LitHaxor/EKS_SCRAPPER

Repository files navigation

EKS pulumi (Python+Scrapy+celary)

Utilising Pulumi to create a EKS insfra structure in a minute and deploy a scraping project that uses distributed message queue.

Library/Technology

Library/Technology Purpose
Pulumi Infrastructure as code tool for defining, deploying, and managing cloud infrastructure using familiar programming languages.
pulumi-awsx Higher-level abstraction for working with AWS infrastructure resources in Pulumi, simplifying the process of defining and managing AWS resources.
pulumi-eks Abstractions for working with Amazon EKS clusters in Pulumi, simplifying the deployment and management of Kubernetes clusters on AWS.
Celery Managing concurrent requests efficiently for web scraping.
Docker Containerization of the Scrapy project for portability and ease of deployment.
Kubernetes Orchestration platform for deploying and managing containerized applications.
psycopg2-binary Optional: PostgreSQL adapter for interacting with PostgreSQL databases if storing scraped data.
python-dotenv Loading environment variables for managing configuration settings securely.
Scrapy Web scraping framework for extracting data from IMDb's Top 50 movies list.
SQLAlchemy Optional: ORM library for interacting with relational databases if storing scraped data.
AWS EKS Kubernetes service on AWS for deploying the Dockerized Scrapy scraper with scalability and reliability.
AWS Secrets Manager Securely handling sensitive configurations like API keys or database credentials.
Github Actions Manage CI CD and automatic deployment on main branch


Instructions

1. Setup Infrastucture

1.1 pulumi setup

cd resources/iaac 

if venv is not yet generated

python -m venv venv

Active venv

source venv/bin/activate
pip install -r requirements.txt

1.2 Setup aws

Get you secret acesss key from AWS IAM. then setup you creds into cli.
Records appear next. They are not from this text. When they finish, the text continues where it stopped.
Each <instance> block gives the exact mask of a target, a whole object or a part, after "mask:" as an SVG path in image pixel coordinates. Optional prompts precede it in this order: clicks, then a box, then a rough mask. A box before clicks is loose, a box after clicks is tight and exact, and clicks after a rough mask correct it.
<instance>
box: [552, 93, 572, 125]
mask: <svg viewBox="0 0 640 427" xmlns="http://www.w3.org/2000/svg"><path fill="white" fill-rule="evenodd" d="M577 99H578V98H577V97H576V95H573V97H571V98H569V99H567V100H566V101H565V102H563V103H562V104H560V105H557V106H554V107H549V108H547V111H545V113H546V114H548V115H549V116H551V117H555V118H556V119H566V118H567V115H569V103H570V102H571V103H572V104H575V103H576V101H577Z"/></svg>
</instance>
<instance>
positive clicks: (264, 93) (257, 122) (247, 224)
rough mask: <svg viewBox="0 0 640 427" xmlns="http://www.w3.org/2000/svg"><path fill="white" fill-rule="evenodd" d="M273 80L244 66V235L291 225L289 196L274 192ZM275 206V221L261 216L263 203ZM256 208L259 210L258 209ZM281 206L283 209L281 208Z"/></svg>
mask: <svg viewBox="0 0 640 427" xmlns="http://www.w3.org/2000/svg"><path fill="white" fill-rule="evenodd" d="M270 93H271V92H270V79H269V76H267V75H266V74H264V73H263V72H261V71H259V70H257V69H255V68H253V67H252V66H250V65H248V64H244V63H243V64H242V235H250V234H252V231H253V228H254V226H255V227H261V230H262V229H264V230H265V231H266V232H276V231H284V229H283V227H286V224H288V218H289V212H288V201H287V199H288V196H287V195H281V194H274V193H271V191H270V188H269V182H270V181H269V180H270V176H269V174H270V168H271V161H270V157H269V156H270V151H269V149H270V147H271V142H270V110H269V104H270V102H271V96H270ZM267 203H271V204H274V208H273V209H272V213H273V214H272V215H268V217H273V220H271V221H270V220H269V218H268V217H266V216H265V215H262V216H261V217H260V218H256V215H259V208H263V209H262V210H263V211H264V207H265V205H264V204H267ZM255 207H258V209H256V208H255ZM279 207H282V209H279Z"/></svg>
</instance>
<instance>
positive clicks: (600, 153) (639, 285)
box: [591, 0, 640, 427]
CLI setup instruction.

aws configure

**1.3 Spin up pulumi*
pulumi up

1.4 Spin down

pulumi down

2. Scraper Project instruction

Pre requsite: Postgres, redis.

Setup

cd /scaper
python -m venv venv
source venv/bin/active

2.1 Scraper Project

Crawls through imdb top 250 website visit each pages and sends datas to queue.

scrapy crawl imdb

2.2 Worker Project

Recieved datas from the scraper and upset them into database.

celery -A scraper worker --loglevel=info